5. Knick knacks and paddy whacks

From drug rugs, to dream catchers, those weird juggling sticks, old tour Tees, and I even saw shower heads, Summerfest has just about everything that you will wake up the next day and regret buying.  Of Course, there are some worthwhile things that are made by some great Milwaukee artisans, but do I really need another oversized fluffy hat, or more glowsticks? Even if you don’t buy anything, looking is worthwhile. I love looking at the cheesy stock photos on novelty clothing items. Satisfy the shopaholic within.

4. View the Lakefront

Chilling on the rocks of the lakefront is a time tested tradition. Head on over and spark up a conversation with some friends. Or maybe grab a blanket and roll up next to a friend to watch the fireworks. It is truly a great spot for recreational activities of any sort.

3. Sky Glide

The Sky-Glide is one of the most iconic parts of the whole fest. I know, it’s not the same as the thrill rides that used to be there, but there is nothing beats tradition.
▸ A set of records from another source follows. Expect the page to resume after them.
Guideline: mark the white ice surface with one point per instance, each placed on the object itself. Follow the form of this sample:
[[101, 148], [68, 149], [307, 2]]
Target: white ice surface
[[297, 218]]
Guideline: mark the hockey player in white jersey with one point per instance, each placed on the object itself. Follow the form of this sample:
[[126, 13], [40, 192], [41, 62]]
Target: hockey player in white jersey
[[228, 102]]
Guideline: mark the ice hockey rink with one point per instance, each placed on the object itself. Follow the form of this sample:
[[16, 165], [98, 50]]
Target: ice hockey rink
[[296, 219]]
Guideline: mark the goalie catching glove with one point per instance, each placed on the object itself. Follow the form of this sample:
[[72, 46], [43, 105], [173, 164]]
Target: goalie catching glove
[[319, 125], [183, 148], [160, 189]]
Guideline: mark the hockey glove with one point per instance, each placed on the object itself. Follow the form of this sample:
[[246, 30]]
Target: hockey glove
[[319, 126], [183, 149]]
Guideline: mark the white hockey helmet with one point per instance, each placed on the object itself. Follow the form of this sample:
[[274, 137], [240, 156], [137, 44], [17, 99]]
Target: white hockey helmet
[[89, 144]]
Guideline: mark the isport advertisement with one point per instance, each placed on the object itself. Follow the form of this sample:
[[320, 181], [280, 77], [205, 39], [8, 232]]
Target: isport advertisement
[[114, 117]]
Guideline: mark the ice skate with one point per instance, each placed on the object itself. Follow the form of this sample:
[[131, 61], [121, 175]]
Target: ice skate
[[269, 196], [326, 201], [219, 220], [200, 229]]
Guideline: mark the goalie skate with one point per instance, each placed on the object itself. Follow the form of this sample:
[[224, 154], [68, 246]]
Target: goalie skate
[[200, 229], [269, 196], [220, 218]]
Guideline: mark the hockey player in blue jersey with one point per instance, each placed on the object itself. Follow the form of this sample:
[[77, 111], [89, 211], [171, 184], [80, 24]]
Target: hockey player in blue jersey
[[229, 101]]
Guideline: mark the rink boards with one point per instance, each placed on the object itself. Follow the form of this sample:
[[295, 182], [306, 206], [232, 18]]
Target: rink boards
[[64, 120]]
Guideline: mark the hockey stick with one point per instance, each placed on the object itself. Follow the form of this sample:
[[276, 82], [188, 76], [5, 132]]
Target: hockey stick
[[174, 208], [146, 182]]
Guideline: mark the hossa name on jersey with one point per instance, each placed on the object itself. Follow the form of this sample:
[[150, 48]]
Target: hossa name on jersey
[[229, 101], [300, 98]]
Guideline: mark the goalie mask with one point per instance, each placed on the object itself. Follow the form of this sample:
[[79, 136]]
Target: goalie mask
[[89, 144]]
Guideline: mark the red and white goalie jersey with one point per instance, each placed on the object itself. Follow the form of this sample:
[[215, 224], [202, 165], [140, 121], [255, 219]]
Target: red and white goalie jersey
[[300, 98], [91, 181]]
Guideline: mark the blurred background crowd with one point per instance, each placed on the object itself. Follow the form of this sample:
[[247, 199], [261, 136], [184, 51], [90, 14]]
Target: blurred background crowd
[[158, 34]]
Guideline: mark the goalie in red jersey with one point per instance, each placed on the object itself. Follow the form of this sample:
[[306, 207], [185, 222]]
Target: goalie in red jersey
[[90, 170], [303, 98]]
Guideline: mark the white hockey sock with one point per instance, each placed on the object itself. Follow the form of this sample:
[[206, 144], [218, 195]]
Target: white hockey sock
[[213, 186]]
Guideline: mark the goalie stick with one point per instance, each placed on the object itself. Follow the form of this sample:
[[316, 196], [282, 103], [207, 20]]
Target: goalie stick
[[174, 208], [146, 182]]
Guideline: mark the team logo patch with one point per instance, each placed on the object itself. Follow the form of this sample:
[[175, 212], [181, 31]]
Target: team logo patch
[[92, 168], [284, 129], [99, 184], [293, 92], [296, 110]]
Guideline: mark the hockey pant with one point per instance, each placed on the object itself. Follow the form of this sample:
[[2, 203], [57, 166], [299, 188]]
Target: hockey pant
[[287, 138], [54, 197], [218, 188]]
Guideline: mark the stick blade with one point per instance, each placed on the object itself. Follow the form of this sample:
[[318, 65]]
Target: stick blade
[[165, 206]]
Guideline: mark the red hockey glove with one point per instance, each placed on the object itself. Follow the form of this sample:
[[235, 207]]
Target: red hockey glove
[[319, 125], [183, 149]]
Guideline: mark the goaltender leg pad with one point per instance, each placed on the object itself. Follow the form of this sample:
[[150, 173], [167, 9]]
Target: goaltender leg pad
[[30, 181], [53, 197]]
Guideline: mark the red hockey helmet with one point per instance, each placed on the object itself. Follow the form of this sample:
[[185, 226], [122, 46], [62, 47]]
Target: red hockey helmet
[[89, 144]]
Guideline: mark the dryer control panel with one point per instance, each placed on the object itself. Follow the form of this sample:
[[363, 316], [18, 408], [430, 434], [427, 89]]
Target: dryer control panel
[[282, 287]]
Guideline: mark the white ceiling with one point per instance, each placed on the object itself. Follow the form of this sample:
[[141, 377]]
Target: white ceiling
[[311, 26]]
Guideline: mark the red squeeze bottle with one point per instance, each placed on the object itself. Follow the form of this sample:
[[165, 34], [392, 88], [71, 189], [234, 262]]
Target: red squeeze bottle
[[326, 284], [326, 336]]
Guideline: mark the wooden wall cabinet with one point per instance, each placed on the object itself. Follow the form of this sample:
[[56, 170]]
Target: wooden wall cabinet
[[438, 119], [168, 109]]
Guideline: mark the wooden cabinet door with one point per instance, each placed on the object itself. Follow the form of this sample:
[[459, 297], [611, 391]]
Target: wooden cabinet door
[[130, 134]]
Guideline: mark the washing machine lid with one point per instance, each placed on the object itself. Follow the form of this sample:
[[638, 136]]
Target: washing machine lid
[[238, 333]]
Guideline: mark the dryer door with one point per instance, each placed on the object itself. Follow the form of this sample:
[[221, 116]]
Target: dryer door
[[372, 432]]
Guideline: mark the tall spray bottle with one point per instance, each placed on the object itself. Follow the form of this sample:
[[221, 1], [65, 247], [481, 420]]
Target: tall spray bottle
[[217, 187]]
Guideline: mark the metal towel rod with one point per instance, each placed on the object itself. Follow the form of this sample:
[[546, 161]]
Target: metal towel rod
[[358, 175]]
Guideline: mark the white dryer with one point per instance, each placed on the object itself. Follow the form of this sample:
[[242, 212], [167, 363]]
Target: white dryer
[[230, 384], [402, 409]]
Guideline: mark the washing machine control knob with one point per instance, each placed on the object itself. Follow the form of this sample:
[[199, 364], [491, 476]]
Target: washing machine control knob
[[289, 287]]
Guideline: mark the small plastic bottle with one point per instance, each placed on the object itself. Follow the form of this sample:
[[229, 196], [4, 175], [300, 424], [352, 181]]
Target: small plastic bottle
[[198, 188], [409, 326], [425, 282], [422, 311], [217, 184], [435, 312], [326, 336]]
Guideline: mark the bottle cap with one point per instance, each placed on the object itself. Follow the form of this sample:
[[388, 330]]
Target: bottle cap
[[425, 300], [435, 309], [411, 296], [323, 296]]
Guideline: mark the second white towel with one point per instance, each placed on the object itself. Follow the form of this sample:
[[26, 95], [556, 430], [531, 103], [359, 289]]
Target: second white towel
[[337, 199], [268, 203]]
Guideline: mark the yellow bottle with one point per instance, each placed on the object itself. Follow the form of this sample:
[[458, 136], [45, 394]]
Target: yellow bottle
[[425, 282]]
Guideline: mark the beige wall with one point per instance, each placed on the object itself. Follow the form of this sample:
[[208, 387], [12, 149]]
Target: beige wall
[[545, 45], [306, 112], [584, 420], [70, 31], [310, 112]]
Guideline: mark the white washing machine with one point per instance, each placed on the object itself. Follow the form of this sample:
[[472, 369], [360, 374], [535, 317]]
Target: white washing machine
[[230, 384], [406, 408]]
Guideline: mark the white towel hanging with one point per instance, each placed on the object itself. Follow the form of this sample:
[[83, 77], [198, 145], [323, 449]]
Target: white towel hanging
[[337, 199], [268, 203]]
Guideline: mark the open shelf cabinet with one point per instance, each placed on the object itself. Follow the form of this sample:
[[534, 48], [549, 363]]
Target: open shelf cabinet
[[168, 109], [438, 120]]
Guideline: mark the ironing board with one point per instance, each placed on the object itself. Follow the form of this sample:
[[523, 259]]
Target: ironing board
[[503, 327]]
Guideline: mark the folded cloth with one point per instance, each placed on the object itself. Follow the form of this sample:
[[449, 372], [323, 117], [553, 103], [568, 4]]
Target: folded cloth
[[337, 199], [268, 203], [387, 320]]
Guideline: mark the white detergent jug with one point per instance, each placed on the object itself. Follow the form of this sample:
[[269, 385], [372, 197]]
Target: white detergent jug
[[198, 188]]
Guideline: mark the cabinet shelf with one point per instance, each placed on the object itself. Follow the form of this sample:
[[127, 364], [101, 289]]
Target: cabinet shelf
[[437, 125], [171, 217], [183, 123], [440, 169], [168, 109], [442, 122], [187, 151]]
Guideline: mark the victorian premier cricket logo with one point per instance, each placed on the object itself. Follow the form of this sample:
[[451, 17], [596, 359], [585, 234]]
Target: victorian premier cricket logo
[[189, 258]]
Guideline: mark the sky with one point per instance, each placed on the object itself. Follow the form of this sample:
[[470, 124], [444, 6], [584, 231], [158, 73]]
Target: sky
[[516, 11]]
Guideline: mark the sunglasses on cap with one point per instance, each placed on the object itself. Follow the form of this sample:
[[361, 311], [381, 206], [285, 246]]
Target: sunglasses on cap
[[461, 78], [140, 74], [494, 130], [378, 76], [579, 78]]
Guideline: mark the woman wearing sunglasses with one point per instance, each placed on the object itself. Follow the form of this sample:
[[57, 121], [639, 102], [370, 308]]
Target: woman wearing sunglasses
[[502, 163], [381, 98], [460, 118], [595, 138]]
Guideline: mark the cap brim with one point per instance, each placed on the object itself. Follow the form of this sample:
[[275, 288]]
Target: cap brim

Especially when the fest is all packed in and crowded, the Sky-Glide can be perfect for getting fresh air and sharing a romantic moment with that cutie that you have been flirting with all night.

2. Fried Eggplant

There is no denying that the food at the fest is tops. It seems to get better every year. And after spending 40 bucks on like 5 beers, $5 for a Wendy’s cheeseburger actually doesn’t sound that bad. When hunger strikes how do you choose? From Sil’s mini Donuts to the Wurst garden, or Saz’s, I skip them all and go straight for the Venice Club Fried Eggplant. I never thought vegetables could taste so good.

1. People watching

Summerfest is THE place for people watching. It is not your hip music fest, filled with nothing but cool looking 20 somethings. Summerfest has something for everyone, and because of it, you see the good, the bad, and the ugly. Every beautiful walk of life that fills the diverse city that we live in is there. The grounds are a visual pastiche of aged rockers who have been there since ’68, young guns getting away with everything they can, beer bellied bikers who embrace the birthplace of morotcycles and beer, college students who are either seeking out or avoiding people they went to high school with, actual music fans who came to see their favorite band, and everyone in between. Summerfest is a beautiful place. Sure, sometimes it can get a little out of hand, but we know what to expect, and we love it.